Donald Young's Revenge| 5.1.12 @ 9:48PM

Hey Stephen, Will there be anyone from the Wall Street Journal heading down to Phoenix, AZ anytime soon to cover the Sheriff Joe Arpaio criminal investigation. They have taken this investigation from "probable cause" to a "criminal" investigation. It is now in the 8th month and they are now convinced that Obama has been flaunting a forged birth certificate and a forged Selective Service card. The later carries a $250,000 fine and a 5 year prison sentence. There is more coming in the SECOND Press Conference, you guys missed the FIRST Press Conference (Why?) . This is the biggest scandal in the history of our country with tremendous ramifications and the Wall Street Journal misses the story completely. What they hell happened, you guys must be sleeping on the job.

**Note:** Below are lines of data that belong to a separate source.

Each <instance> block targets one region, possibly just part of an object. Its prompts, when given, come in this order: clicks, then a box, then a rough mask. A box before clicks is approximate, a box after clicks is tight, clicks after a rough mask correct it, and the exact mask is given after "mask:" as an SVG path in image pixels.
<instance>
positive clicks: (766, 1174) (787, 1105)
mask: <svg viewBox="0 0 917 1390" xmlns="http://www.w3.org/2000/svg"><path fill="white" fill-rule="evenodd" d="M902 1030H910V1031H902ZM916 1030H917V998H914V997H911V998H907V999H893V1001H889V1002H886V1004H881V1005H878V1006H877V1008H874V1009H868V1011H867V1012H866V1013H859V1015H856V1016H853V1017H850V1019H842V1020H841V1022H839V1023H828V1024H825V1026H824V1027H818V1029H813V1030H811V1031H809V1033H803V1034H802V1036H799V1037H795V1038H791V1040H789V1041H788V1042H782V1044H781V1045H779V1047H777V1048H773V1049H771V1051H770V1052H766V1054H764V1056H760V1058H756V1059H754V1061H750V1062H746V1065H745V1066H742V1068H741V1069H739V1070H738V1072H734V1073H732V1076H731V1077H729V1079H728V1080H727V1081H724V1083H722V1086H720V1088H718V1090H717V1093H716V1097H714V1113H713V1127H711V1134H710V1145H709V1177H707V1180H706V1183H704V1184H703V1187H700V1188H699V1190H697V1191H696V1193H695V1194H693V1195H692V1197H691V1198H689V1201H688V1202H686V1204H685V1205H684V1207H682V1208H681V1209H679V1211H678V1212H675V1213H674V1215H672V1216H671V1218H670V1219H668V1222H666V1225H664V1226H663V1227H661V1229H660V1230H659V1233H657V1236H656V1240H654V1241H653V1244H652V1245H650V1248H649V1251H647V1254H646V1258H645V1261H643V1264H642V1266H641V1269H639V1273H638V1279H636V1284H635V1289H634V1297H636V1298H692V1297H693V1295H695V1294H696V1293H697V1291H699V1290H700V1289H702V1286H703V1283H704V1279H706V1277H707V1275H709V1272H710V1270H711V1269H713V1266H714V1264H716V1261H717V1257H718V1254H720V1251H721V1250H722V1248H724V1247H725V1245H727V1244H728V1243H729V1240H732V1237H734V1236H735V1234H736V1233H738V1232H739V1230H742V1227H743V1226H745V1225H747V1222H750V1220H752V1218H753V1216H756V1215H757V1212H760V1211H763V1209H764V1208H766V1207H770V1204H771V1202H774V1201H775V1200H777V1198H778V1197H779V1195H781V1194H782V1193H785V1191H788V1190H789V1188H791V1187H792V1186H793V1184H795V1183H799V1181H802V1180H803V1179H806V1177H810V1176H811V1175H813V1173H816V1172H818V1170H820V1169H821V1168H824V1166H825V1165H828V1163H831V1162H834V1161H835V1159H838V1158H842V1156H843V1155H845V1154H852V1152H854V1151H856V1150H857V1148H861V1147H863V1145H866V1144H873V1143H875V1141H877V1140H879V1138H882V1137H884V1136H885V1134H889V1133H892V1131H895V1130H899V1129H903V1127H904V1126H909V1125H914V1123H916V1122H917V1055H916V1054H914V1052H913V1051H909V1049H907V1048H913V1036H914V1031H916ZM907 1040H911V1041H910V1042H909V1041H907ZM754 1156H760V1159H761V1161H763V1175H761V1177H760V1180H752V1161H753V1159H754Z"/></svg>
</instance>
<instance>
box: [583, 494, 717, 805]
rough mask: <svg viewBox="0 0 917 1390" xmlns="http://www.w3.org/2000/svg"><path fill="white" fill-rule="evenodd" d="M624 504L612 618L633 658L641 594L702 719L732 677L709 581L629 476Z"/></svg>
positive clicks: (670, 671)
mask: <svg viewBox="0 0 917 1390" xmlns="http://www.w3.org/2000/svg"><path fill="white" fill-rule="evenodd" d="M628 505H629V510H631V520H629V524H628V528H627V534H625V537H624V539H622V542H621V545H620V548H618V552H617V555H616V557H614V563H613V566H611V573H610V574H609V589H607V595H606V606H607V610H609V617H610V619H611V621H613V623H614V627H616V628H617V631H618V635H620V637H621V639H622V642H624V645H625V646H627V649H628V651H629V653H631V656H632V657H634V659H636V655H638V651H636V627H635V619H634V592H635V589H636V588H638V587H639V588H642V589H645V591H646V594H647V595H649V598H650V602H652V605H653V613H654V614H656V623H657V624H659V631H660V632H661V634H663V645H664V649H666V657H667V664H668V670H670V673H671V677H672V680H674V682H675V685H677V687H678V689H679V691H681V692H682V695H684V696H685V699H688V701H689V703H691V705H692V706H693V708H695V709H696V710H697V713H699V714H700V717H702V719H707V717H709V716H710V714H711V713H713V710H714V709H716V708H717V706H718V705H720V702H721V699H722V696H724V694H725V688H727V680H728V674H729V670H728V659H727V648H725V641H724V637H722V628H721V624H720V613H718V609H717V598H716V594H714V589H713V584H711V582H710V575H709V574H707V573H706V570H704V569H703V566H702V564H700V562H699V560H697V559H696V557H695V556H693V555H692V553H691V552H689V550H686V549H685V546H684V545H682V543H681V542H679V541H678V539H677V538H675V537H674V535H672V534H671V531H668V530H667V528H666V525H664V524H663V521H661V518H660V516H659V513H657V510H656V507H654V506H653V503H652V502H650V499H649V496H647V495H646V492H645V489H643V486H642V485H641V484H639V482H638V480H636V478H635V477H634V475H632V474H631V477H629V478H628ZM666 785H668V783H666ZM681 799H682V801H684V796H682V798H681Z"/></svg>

POST American| 5.2.12 @ 3:38AM

---Deals imply a dealer and further
imply a casino which is a closed, and nearly
ALWAYS iself a 'fixed' system.

NO --NO ---NO!

Time to shed the Old Adam of the USURY
and EUGENICS money system and its
'fave' instrument of creep op CON--troll,
the 'benny violent' Social Darwinist
TAX FREE, unaccountable and undeniably
PSYCHOPATHIC capstone foundations.

------------THERE IS NO OTHER WAY--------------

---------------HUAC/ Nuremberg 2012----------------

Marc Jeric| 5.6.12 @ 1:09PM

If I had been free to invest my SS contributions plus what the company paid for me instead of giving me in salary, plus if i had not been forced to pay income taxes on my SS contributions, after 35 years of work I would have a capital of some $2.5 million to live on. Instead I get $1,400 a month.

Roy| 5.7.12 @ 7:55PM

For SS, this might work, but it can't for Medicare, can it?

It's ALWAYS going to be a better option for me to have the federal government pay all my bills with no questions asked than any other option. The ones that is bad for are the ones paying the bills.